Mais pour pouvoir accompagner les communes dans ces investissements, encore faut-il que le programme Actee soit reconduit pour une quatrième période (Actee4). Et la décision se fait toujours attendre (lire Maire info du 4 septembre).
La fin du troisième programme (Actee+) approche en effet : elle est fixé à fin 2026. Le gouvernement s’était engagé à lancer un programme Actee4 pour la période 2027-2030, accompagné d’une enveloppe de 315 millions d’euros. À ce jour, et malgré la demande pressante formulée au mois d’août par le président de l’AMF, David Lisnard, ce programme n’a toujours pas été confirmé. En revanche, le Conseil supérieur de l’énergie a validé, en fin de semaine dernière, la prorogation d’un an du programme Actee+, jusqu’au 31 décembre 2027, « avec une mission restreinte à l’adaptation des écoles aux fortes chaleurs » … et encore, avec un budget fortement réduit par rapport aux annonces gouvernementales du début de l’été : seules 2 500 écoles, au lieu de 12 000, pourront être traitées.
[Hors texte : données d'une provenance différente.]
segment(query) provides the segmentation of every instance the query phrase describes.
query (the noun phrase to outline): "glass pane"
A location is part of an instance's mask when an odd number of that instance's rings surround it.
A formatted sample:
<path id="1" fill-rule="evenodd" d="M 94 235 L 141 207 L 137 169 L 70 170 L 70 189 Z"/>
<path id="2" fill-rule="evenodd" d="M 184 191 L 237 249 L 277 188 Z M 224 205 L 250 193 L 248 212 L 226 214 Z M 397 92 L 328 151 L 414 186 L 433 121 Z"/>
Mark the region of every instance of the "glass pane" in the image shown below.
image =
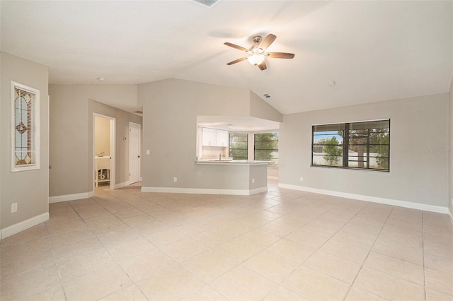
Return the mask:
<path id="1" fill-rule="evenodd" d="M 33 106 L 35 95 L 15 88 L 14 153 L 16 165 L 35 163 L 32 129 Z"/>
<path id="2" fill-rule="evenodd" d="M 246 133 L 229 133 L 229 156 L 233 160 L 248 158 L 248 134 Z"/>
<path id="3" fill-rule="evenodd" d="M 229 148 L 247 149 L 247 141 L 229 141 Z"/>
Cette décision est inquiétante et laisse à penser que le programme pourrait ne pas être renouvelé pour les trois prochaines années comme prévu. Ce qui serait, écrit Actee, « un contre-signal, en défaveur de la rénovation énergétique comme de la dynamique d'électrification des bâtiments publics ». Faute de certitude en la matière, au moment où les communes élaborent leurs plans d’investissement pluriannuels, Actee observe déjà « les premiers signaux de ralentissement dans la dynamique de rénovation patiemment construite ».
Un bien mauvais signal, en effet, au sortir d’un été catastrophique sur le plan climatique. À quoi il faut ajouter l’annonce, vendredi dernier, par décret, d’une coupe supplémentaire de plus de 100 millions d’euros dans les crédits dédiés à la transition écologique, pour l’année en cours. Le gouvernement ne semble toujours pas décidé à faire de ce sujet une priorité absolue des politiques publiques.